Okay—the reasonable alternative is to create a private key per eBGP speaker. This private key would have its own public key, which would, in turn, be signed by the AS level private key. There are two problems with this scheme, however. The first is: when H validates the signature on some update it has received, it must now find not only the AS level public keys for AS65000 and AS65001, it must find the public key for B and F. This is going to be messy. The second is: By examining the publickeys I receive in a collection of “every update on the Internet,” I can now map the actual peering points between every pair of autonomous systems in the world. All the secret sauce in peering relationships? Exposed. Which router (or set of routers) to attack to impact the business of a specific company? Exposed.
The bottom line is this: even setting aside BGPsec’s flawed view of the way BGP works, even setting aside BGPsec’s flawed view of what needs to be secured, even setting aside BGPsec implementations the benefit of doing the impossible (adding state and processing without impacting performance), even given some magical form of replay attack prevention that costs nothing, BGPsec still exposes information no-one really wants exposed.

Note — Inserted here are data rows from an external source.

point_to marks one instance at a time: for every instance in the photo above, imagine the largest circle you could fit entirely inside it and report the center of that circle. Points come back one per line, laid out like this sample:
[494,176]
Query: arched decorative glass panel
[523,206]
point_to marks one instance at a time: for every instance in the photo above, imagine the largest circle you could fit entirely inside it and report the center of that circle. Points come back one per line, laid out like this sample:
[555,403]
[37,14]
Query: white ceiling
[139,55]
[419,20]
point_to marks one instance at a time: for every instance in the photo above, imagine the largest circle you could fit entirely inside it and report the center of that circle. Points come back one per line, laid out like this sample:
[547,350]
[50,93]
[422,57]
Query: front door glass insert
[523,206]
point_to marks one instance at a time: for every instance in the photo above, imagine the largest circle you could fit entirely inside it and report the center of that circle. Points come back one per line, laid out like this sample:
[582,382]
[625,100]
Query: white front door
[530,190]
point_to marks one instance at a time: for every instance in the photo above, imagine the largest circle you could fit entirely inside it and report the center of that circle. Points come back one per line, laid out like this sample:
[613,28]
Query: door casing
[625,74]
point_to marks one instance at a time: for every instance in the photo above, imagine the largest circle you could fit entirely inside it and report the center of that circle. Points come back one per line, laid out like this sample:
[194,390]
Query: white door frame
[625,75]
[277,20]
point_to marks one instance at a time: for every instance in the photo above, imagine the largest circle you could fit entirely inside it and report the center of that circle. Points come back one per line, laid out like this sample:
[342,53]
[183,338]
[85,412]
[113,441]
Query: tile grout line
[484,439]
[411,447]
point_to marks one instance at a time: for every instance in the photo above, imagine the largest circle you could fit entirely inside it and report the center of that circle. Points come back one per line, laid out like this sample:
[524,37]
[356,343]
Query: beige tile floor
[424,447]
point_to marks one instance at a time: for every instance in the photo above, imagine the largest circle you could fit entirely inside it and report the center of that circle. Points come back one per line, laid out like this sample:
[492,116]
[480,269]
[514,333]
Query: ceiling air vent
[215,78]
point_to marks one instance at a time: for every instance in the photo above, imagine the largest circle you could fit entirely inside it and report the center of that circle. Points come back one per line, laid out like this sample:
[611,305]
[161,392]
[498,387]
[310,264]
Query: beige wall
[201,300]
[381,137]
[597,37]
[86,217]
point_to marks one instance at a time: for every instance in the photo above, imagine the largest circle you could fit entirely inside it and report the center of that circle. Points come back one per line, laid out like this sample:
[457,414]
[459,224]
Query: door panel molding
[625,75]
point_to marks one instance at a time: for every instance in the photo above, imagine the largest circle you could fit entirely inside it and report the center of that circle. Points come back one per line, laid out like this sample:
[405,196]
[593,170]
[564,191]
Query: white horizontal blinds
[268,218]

The tradeoffs are ultimately unacceptable.
Which all comes back to this: If you haven’t found the tradeoffs, you haven’t looked hard enough.
Hi russ
Cryptographic signatures always scale point to point and always have hop by hop scaling issues because of the transporting public keys securely point to point.
Bgp as path legitimacy check is the only problem that we are trying to solve in bgp.
TCP options 19 gives the md5 cryptographic which authenticates the bgp peer and not the update message ASN list.
Option 1 is to use RPKI signatures as the private key signing and public key exchange. The problem with this approach is every key has a lifetime and bgp updates are hugely packed updates such as around 25k updates and if key expires, entire bgp convergence will happen across the internet which makes internet routing vulnerable.
Maintaining private key infra is also a issue.
Innovative solution would be to use third party certificate authority [CA] server and every edge router in the asn peer with the ca server and validates the asn path of the update.
Follow SSL method where we use to validate the peer with pub/pri key infra.
Scales as well as maintains consistency across the internet.
Several answers — BGPsec crypto does not scale point to point, because the signature is per hop, across the entire path — if you go four AS hops, there are four signatures that must be checked. If the scaling were point to point, BGPsec wouldn’t be as unreasonable as it is in scaling terms, but it’s not — so it’s not.
Path legitimacy is not the same thing as “ensuring the update has passed along a specific path” — they sound similar, but they are not the same thing at all. One is a legitimate concern, the other is trying to secure something that simply does not exist in BGP — an “update” that is passed from origin to destination. The requirements draft for BGPsec specifically states it is this “end to end update” that is being secured.
BGP MD5 is not related to this discussion at all…
I think what you are trying to say with your “innovative solution” is that you’d have a single speaker that does all the crypto, so that when any eBGP speaker receives an update, it sends this update on to this centralized speaker, which runs the crypto, and then sends only validated updates back to the eBGP edge speaker. This would allow you to have a single key per AS, and also (theoretically) also not leak peering information. There is only one problem with this scheme… Every update sent by every eBGP peer in your network must be passed through this centralized speaker before it can be transmitted to external AS’. What is the performance impact of such a scheme? It has been tried, and I can tell you — this will not work.